Moscow searches for a role in Mideast peace process

As world attention focused on events surrounding the hijacked TWA airliner in Beirut, one of the most powerful figures in the whole Lebanese drama, Syria's President Hafez Assad, flew into Moscow. His talks last week with Mikhail Gorbachev revealed that there was no new position in Moscow, and that the Kremlin had failed to shift Syria away from its opposition to Yasser Arafat, the resilient Palestine Liberation Organization leader.

Mr. Arafat is still seen by Moscow as the only man with any chance of imposing a semblance of unity on the Palestinian cause.

President Assad's talks, his first full-scale consultations with the new Kremlin leadership, ended with a general call for Arab unity but significantly the version published in the Soviet press made no mention of Assad's remarks on the future role of the PLO.

The Trans World Airlines hijack has been a clear reminder to Moscow that, while it does not want to be left out of any process that could lead to a successful settlement in the Middle East, it is often wiser to sit on the sidelines while others take the punches.

The Soviet news media, following Foreign Ministry instructions, have been content to watch the series of embarrassing imbroglios which have bedeviled Washington.

From the sidelines they have taken potshots at ``Nazi-like atrocities'' every time there are available television pictures of a United States-made Israeli fighter strafing a Palestinian refugee camp.

Western European diplomats in Moscow say Soviet officials are aware of the increase in sympathy in their countries for the Palestinian cause and are playing on it.

This is especially the case, they say, as the United States seems inseparably linked with Israeli policies over which the US often appears to have little control.

``There's nothing one big dog likes better than to see its toughest rival being wagged by its own tail,'' one commented.

It was noted with complacent satisfaction in Moscow when Jordanian Foreign Minister Taher Masri's March visit to Washington failed to get an agreement for US officials to sit down with representatives of the PLO.

When Mr.
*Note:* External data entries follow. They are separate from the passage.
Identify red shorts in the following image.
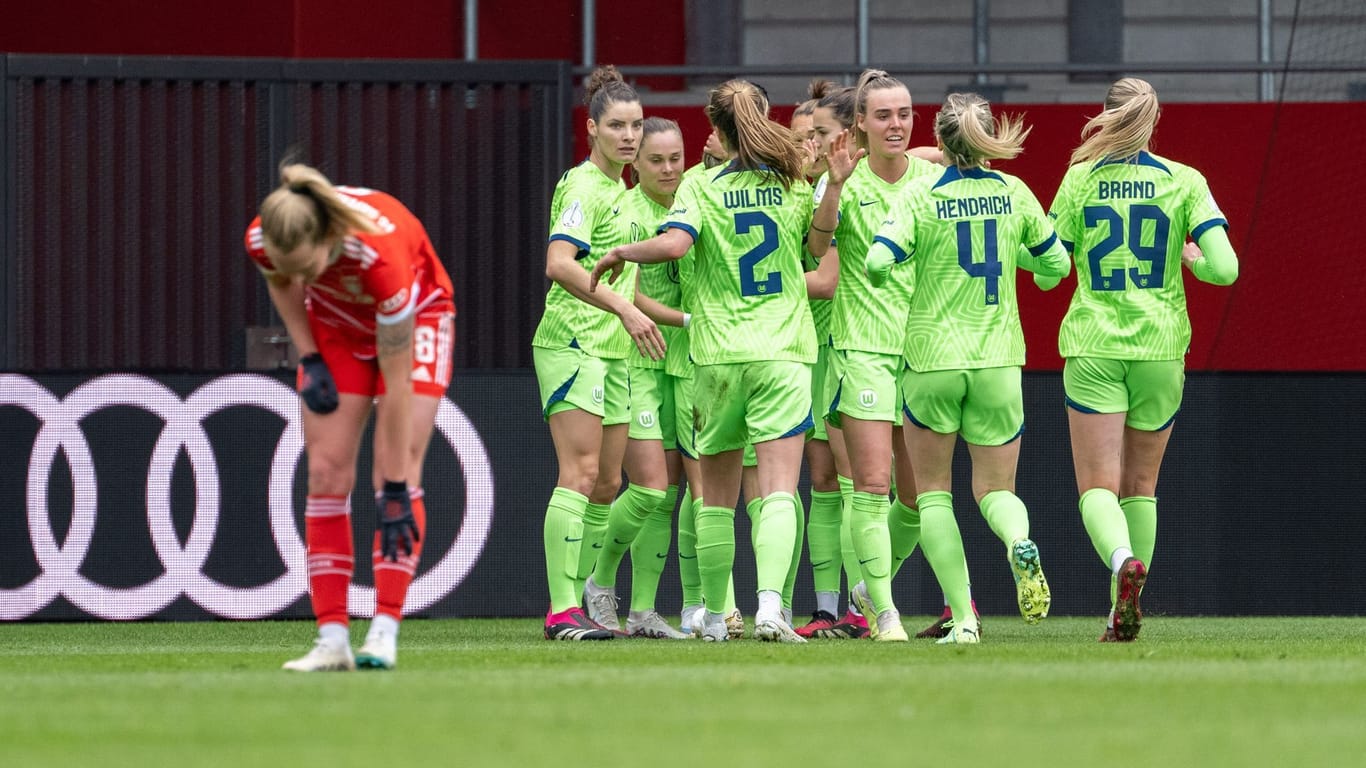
[295,309,455,398]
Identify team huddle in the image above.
[246,67,1238,671]
[533,67,1238,644]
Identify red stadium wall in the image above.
[0,0,684,89]
[587,102,1366,370]
[0,0,1366,370]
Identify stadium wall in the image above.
[0,372,1366,620]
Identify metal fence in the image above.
[0,55,572,372]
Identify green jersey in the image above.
[868,167,1070,373]
[802,240,835,346]
[622,184,687,369]
[816,156,944,355]
[1049,152,1228,361]
[531,160,638,359]
[664,163,816,365]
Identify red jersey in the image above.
[246,187,455,354]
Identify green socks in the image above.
[783,495,806,614]
[542,488,589,614]
[806,491,841,587]
[979,491,1029,548]
[574,502,612,595]
[695,507,737,611]
[839,474,863,611]
[850,491,893,609]
[593,484,664,588]
[759,492,796,594]
[1119,496,1157,570]
[915,491,977,626]
[625,485,679,614]
[1079,488,1131,568]
[887,499,921,578]
[679,488,702,607]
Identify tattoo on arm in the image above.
[374,317,413,358]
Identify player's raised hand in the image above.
[1182,242,1205,269]
[825,130,867,184]
[589,246,626,291]
[620,305,667,359]
[800,138,822,176]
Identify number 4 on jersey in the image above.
[958,219,1001,306]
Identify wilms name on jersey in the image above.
[723,187,783,209]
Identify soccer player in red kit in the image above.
[246,164,455,671]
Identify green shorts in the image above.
[693,361,811,456]
[669,376,697,459]
[627,365,678,451]
[806,344,835,441]
[829,350,906,426]
[531,341,631,426]
[902,366,1025,445]
[1063,357,1186,432]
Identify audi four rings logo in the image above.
[0,374,493,620]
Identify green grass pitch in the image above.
[0,616,1366,768]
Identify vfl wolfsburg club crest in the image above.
[858,389,877,409]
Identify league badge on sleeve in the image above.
[560,200,583,230]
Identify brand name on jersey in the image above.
[723,187,783,209]
[934,194,1011,219]
[1098,182,1157,200]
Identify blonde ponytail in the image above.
[261,163,378,253]
[706,81,806,189]
[934,93,1033,168]
[1070,78,1161,165]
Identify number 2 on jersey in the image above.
[735,210,783,297]
[958,219,1001,306]
[1082,204,1172,291]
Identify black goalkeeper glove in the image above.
[377,480,422,562]
[299,353,337,413]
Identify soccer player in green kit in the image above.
[531,67,664,641]
[593,81,816,642]
[867,93,1071,644]
[583,118,701,640]
[1049,78,1238,642]
[807,70,943,641]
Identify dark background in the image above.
[0,372,1366,619]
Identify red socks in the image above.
[370,488,426,620]
[305,496,355,626]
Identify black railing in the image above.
[0,55,572,372]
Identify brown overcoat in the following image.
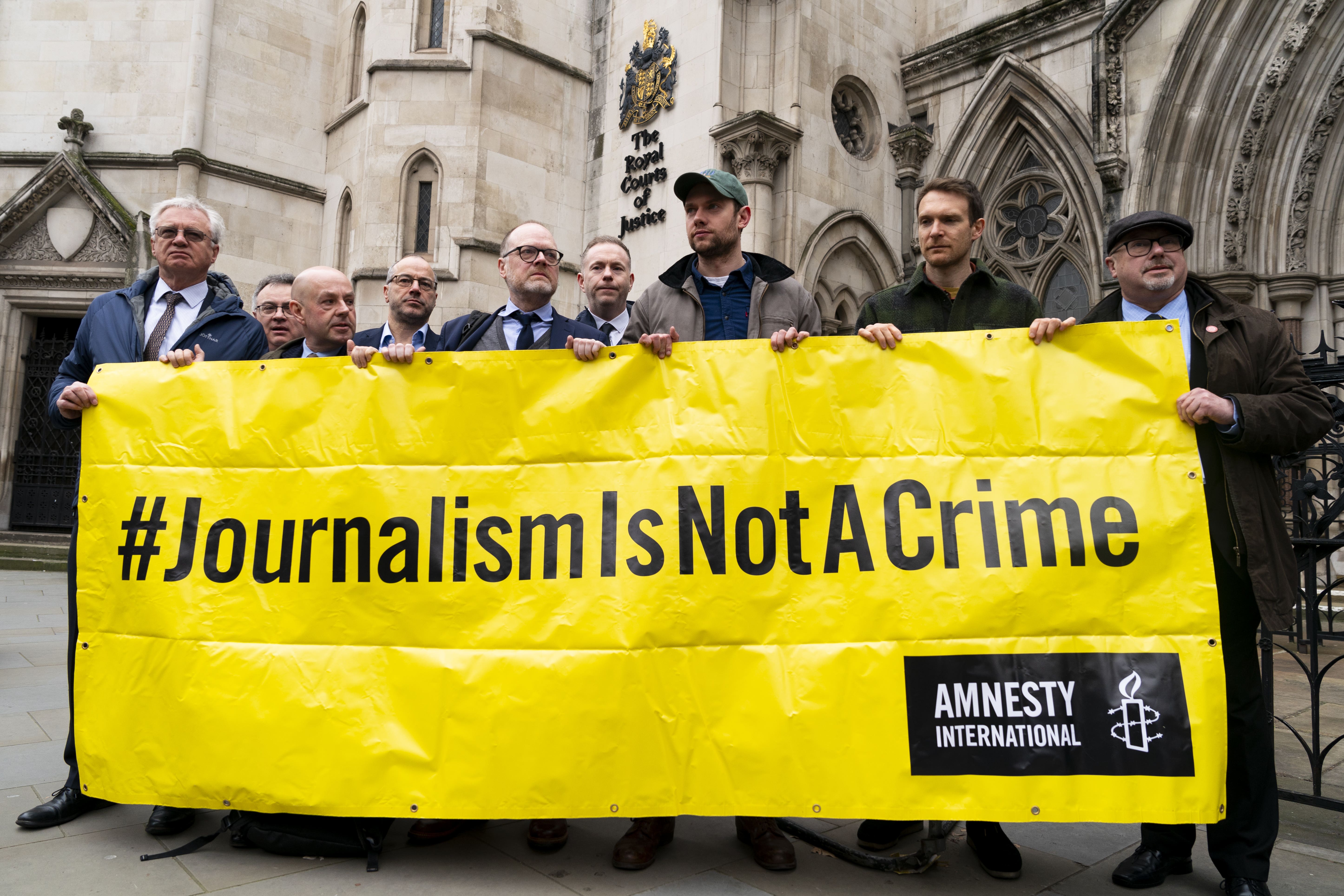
[1082,275,1335,629]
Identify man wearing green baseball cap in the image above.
[621,168,821,357]
[612,168,821,870]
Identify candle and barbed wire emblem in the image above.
[1107,672,1163,752]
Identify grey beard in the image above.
[1144,269,1176,293]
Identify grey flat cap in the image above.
[1106,211,1195,254]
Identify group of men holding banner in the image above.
[17,154,1333,896]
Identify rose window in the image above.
[997,180,1068,261]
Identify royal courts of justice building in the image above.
[0,0,1344,528]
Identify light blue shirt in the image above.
[378,324,429,348]
[1120,289,1242,438]
[500,298,551,352]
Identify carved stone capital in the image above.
[710,109,802,184]
[887,124,933,181]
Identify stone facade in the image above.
[0,0,1344,524]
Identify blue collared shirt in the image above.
[691,258,755,339]
[1120,290,1242,438]
[500,298,551,352]
[378,324,429,349]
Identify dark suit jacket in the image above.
[261,336,349,361]
[439,306,606,352]
[355,324,444,352]
[574,300,634,329]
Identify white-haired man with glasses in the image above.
[444,220,606,361]
[15,196,266,837]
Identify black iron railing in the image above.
[1261,332,1344,811]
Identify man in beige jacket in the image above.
[612,169,821,870]
[621,168,821,357]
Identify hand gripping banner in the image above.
[75,324,1226,822]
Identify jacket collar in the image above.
[659,253,793,289]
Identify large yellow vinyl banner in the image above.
[75,324,1226,822]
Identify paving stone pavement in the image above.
[0,571,1344,896]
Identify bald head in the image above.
[289,267,355,353]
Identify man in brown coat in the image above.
[1032,211,1333,896]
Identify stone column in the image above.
[1266,273,1318,352]
[887,124,933,265]
[710,109,802,255]
[173,0,215,196]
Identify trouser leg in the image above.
[1208,555,1278,880]
[66,511,79,790]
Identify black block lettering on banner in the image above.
[906,653,1195,778]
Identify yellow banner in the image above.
[75,324,1226,822]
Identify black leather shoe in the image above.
[13,787,112,830]
[966,821,1021,880]
[857,818,923,850]
[1110,844,1195,889]
[145,806,196,837]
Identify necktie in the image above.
[140,293,181,361]
[509,312,539,352]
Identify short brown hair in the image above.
[915,177,985,224]
[579,234,634,266]
[500,220,551,258]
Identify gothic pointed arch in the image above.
[937,54,1105,309]
[398,144,448,265]
[798,211,902,336]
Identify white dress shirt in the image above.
[378,324,429,349]
[140,277,210,352]
[500,298,551,352]
[589,306,630,345]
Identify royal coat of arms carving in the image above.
[621,19,676,130]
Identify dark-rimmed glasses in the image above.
[1121,234,1183,258]
[500,246,564,267]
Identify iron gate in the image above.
[9,317,79,532]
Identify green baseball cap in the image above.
[672,168,751,206]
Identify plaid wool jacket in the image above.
[855,259,1042,333]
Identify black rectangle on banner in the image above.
[906,653,1195,778]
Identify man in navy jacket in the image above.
[15,198,266,836]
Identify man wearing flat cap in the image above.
[1054,211,1333,896]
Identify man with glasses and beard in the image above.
[355,255,439,357]
[15,196,266,837]
[1032,211,1335,896]
[442,220,606,361]
[612,168,821,870]
[253,274,298,351]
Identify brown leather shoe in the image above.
[527,818,570,853]
[738,815,798,870]
[406,818,485,846]
[612,817,676,870]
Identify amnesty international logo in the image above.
[621,19,676,130]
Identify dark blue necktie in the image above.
[509,312,540,352]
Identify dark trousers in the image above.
[66,512,79,790]
[1142,551,1278,880]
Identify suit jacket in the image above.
[1080,275,1335,629]
[574,298,634,330]
[261,336,349,361]
[438,306,606,352]
[355,324,444,352]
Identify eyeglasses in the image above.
[387,274,438,293]
[500,246,564,267]
[155,227,210,243]
[1121,234,1183,258]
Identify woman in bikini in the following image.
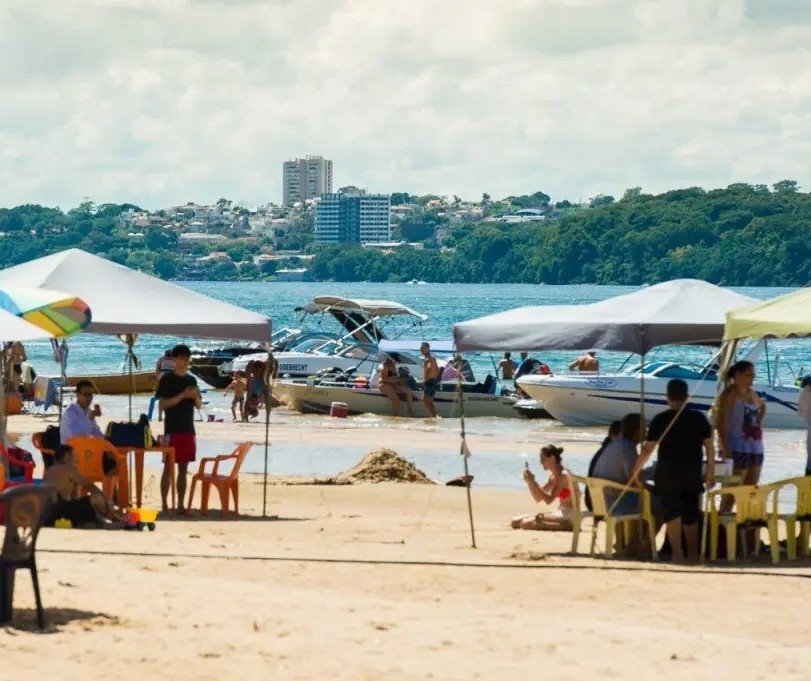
[378,357,414,416]
[510,445,575,532]
[715,360,766,524]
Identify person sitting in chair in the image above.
[42,445,121,529]
[378,357,414,416]
[59,380,118,499]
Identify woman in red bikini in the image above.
[510,445,579,532]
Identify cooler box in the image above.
[329,402,349,419]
Masri visited Moscow last month, along with the foreign ministers of Iraq and North Yemen, officials had their sympathetic ears ready, even if the Kremlin was still too cautious to enter the game with big stakes.

Increasingly Moscow sees hope that all parties will eventually concede to get together at some form of international conference, which the Kremlin has all along proposed, including Israel and the PLO with the United States and Soviet Union as effective participating seconds.

For this to become a real possibility, however, Moscow knows that Assad's hostility toward Arafat must be at least tempered or another, mutually palatable PLO leader must emerge.

At present, however, there is little sign of such a development.

The Kremlin would also like to see an end to the mutual attrition of the war between Iran and Iraq.

The official Soviet news agency Tass has urged an end to the conflict as a means for all Arabs to concentrate their forces against the real enemy, described as ``US-aided Israeli expansionism.''

Moscow is adamant that it does not and never has challenged the right of the Israeli state to exist.

Soviet peace proposals for the region call on the PLO to admit this as well as on Israel, and by extension the United States, to respond by with reciprocal recognition for the PLO.